The National Security Council’s Ukraine expert Lt. Col. Alexander Vindman testified this week that a White House attorney told him to keep quiet about Donald Trump’s controversial phone call with Ukraine’s president, sources told Politico and The Washington Post.
Vindman told House lawmakers Tuesday that after he expressed his concerns about the July 25 call, John Eisenberg, a top NSC legal adviser, told him to tell no one about his reservations, according to sources familiar with the testimony. Trump’s call — in which he pressed Ukraine President Volodymyr Zelensky to launch an investigation into his political rival Joe Biden and his son — is now the focus of an impeachment inquiry by the House. Trump was withholding U.S. military aid to Ukraine at the time of the call.

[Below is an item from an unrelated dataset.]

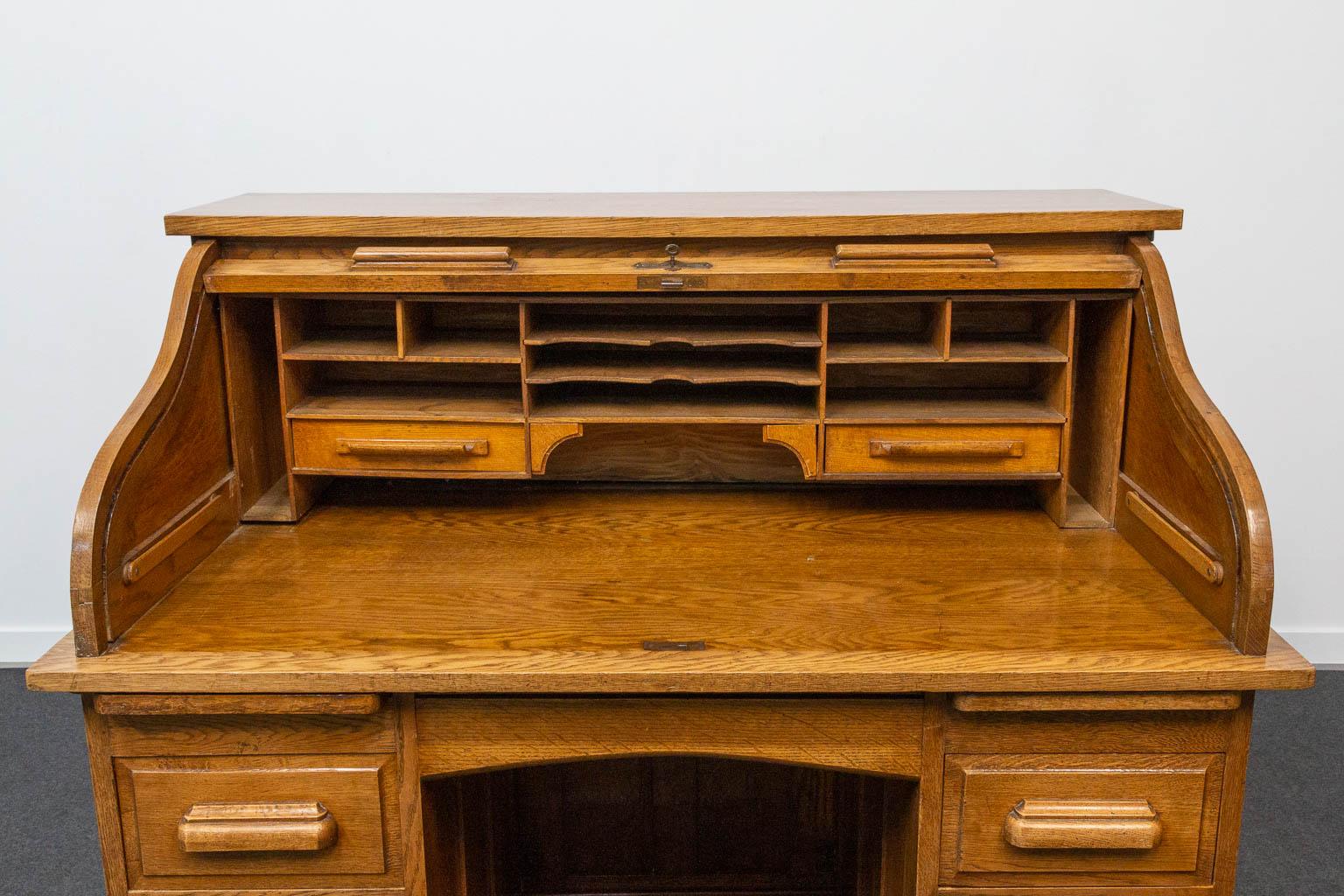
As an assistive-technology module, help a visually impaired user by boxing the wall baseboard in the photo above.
[0,626,70,666]
[0,628,1344,666]
[1279,628,1344,666]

Vindman said Eisenberg took notes on a yellow legal pad about his concerns. Then Eisenberg and his deputy Michael Ellis decided to move a rough transcript of the call to a highly classified computer server, Politico reported. Days later, Vindman testified that Eisenberg instructed him to keep quiet about the call.
The startling information exposes significant early concern within the White House about Trump’s call — but also reveals possible efforts to keep the contents under wraps not only through use of the classified server, which was first reported by the Post, but by instructing at least one official to keep it quiet.
Trump has repeatedly characterized his phone call with Zelensky as “perfect.” But one of the Post’s sources asked: “If this is such a perfect call, why is everybody going to these extraordinary lengths? Why is the White House counsel telling people not to talk about it?”
Vindman, the first witness to testify in the impeachment inquiry who personally listened to Trump’s call, testified that he was troubled about what he viewed as the president’s quid pro quo demands for a Biden investigation in exchange for U.S. military aid.
Vindman also told lawmakers that the White House’s reconstruction of the conversation had key omissions, The New York Times reported.
The NSC and Eisenberg have not responded to reports that Vindman was ordered to keep quiet.